Will the European transport sector be able to significantly reduce their emissions by 2050?
The existing literature showed that the technology for achieving substantial reductions in the cost of transport for society are (to some degree) available in society today, even when these do not amount to more than mere prototypes or experimental projects at a high cost. It is likely that by 2030 and 2050, a number of these small and larger innovations will be common-place in society. We have touched on examples of the impressive amount of technological, operational and behavioural innovations (often at an urban level) that may be essential components of a transition towards sustainable mobility. This focus on innovation and efficiency is close to the premise of achieving ‘green growth’ in transport. This can be defined as a situation where the development of the economy and transport system is still ensured, but at a reduced cost for the environment and society as a whole.

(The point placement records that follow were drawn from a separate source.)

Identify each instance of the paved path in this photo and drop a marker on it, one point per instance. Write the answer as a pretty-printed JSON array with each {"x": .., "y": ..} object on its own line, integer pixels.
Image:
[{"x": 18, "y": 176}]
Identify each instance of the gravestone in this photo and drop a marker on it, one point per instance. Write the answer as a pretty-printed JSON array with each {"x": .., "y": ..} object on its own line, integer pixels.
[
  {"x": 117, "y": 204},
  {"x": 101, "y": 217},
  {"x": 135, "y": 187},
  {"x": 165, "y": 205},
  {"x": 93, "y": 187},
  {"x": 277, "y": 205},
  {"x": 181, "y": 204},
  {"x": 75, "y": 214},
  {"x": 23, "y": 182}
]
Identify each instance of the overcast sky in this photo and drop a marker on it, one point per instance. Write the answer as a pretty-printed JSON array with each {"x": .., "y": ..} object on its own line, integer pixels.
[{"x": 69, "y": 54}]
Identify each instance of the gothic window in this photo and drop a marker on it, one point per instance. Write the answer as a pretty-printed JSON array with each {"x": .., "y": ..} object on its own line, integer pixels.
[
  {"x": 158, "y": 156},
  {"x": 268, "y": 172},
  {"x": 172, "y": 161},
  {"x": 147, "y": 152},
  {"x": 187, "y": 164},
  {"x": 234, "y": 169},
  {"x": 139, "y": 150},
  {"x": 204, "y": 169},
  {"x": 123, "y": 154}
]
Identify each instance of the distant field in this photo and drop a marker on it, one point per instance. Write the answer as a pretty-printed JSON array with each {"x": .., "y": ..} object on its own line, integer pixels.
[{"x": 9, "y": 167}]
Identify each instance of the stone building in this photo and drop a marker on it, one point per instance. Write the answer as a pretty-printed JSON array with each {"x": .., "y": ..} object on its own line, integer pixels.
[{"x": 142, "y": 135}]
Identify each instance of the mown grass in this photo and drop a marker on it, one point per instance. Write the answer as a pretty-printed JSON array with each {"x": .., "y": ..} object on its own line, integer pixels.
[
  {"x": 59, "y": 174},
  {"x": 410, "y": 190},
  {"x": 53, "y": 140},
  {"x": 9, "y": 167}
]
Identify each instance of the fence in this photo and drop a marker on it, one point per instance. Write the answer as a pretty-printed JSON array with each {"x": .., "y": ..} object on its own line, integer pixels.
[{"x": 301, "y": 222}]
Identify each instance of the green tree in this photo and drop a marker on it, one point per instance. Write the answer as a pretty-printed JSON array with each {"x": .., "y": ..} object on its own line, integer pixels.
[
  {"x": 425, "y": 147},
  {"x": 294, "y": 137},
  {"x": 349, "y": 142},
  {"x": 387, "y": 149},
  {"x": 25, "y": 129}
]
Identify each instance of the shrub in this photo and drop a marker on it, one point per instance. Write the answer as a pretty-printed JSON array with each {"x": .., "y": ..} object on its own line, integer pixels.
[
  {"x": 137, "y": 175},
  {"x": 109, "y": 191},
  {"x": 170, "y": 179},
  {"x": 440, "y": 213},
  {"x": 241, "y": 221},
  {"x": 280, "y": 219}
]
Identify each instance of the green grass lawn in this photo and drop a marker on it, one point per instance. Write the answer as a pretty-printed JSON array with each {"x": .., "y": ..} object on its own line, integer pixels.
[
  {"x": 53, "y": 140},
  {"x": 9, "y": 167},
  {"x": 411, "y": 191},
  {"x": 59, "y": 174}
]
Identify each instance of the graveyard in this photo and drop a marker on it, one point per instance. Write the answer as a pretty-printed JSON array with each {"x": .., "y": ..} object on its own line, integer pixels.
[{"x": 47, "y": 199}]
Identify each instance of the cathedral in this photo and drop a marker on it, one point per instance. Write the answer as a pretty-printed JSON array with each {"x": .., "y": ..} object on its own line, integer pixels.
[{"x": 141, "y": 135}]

The goal of this report was to answer four questions:
- What does recent research and work supporting policy development suggest about the economic costs and benefits of achieving sustainable mobility, or at least following credible trajectories, towards 2030-2050?
- What are the main costs and benefits identified with moving towards a more sustainable transport system: e.g. reduction of oil dependency, avoiding health costs, investment in low-carbon technologies, increasing EU industrial competitiveness, job creation within the transport sector, job creation in other sectors as a consequence of increasing budget due to decreasing general transport costs etc.?
- How comparable are the magnitudes of costs and benefits identified within the research communities? Are there major discrepancies?
- Who are the main winners and losers from an economic point of view in the transition to sustainable transport?